En l'espèce, la mesure demandée est légalement admissible ; le litige potentiel à un objet et un fondement suffisamment caractérisés ; la prétention de la demanderesse n'est pas manifestement vouée à l'échec ; la demanderesse, dont les allégations ne sont pas imaginaires et présentent un certain intérêt, justifie par la production du permis de construire, de la matrice cadastrale et du contrat de maîtrise d'oeuvre, du caractère légitime de sa demande.
Il y a lieu d'y faire droit, dans les conditions détaillées dans le dispositif.

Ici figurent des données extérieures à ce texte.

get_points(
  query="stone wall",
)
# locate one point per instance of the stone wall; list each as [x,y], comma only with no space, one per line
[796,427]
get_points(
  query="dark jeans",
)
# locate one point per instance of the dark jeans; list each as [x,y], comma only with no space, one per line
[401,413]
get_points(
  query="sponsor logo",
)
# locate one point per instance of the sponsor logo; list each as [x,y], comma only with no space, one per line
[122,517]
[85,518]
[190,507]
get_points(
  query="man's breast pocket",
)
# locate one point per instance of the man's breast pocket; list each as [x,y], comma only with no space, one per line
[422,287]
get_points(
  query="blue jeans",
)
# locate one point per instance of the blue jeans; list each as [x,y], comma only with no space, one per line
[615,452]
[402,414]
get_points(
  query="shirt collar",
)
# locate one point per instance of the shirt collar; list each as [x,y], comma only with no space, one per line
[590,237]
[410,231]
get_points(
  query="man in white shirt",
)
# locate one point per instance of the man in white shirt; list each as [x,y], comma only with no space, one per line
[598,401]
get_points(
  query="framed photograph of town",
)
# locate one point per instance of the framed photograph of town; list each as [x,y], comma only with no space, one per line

Les dépens seront à la charge de la demanderesse.
PAR CES MOTIFS
Nous, Gaële FRANCOIS-HARY, Première Vice-Présidente au Tribunal judiciaire de Versailles, statuant par ordonnance mise à disposition au greffe, réputée contradictoire et en premier ressort :
Ordonnons une expertise,
Commettons pour y procéder M. [Y] [G], expert inscrit sur la liste de la Cour d'appel de Versailles, avec mission de :
convoquer et entendre les parties, assistées, le cas échéant, de leurs conseils, et recueillir leurs observations à l'occasion de l'exécution des opérations ou de la tenue des réunions d'expertise,
se faire remettre toutes les pièces utiles à l'accomplissement de sa mission,
se rendre sur les lieux et en faire la description,
indiquer si les travaux ont déjà commencé et dans l'affirmative en préciser l'état d'avancement,
dresser tous états descriptifs et qualitatifs des immeubles voisins, dire si, à son avis, ceux-ci présentent ou non des dégradations et des désordres inhérents à leur structure, leur mode de construction, de fondation ou leur vétusté ou encore consécutifs à la nature du sous-sol sur lequel ils reposent et éventuellement consécutifs aux travaux ayant déjà pu être entrepris pour le compte du demandeur,
donner son avis sur toute difficulté consécutive à l'existence de servitude, d'emprise, de mitoyenneté,
en cas de danger et d'urgence constatés, dire s'il convient de mettre en place des mesures de sauvegarde, et autoriser le maître d'ouvrage à faire exécuter à ses frais avancés les travaux estimés indispensables par l'expert,
rapporter toutes autres constatations utiles de nature à prévenir toute difficulté,
* mettre, en temps utile, au terme des opérations d'expertise, par le dépôt d'un pré-rapport, les parties en mesure de faire valoir, dans le délai qu'il leur fixera, leurs observations qui seront annexées au rapport,
Disons que l'expert pourra s'adjoindre, si besoin, le recours à un sapiteur,
Fixons à 8000 euros le montant de la provision à valoir sur la rémunération de l'expert, qui sera versé par la demanderesse, au plus tard le 31 juillet 2024, entre les mains du régisseur d'avance et de recettes de cette juridiction,
Impartissons à l'expert, pour le dépôt du rapport d'expertise, un délai de 24 mois à compter de l'avertissement qui lui sera donné par le greffe du versement de la provision,
Disons qu'en cas d'empêchement ou de refus de l'expert, il sera procédé à son remplacement par le juge chargé du contrôle des expertises, par ailleurs chargé du contrôle des opérations d'expertise,
Disons que les dépens seront à la charge de la demanderesse.
Prononcé par mise à disposition au greffe le VINGT HUIT MAI DEUX MIL VINGT QUATRE par Gaële FRANÇOIS-HARY, Première Vice-Présidente, assistée de Virginie DUMINY, Greffier, lesquelles ont signé la minute de la présente décision.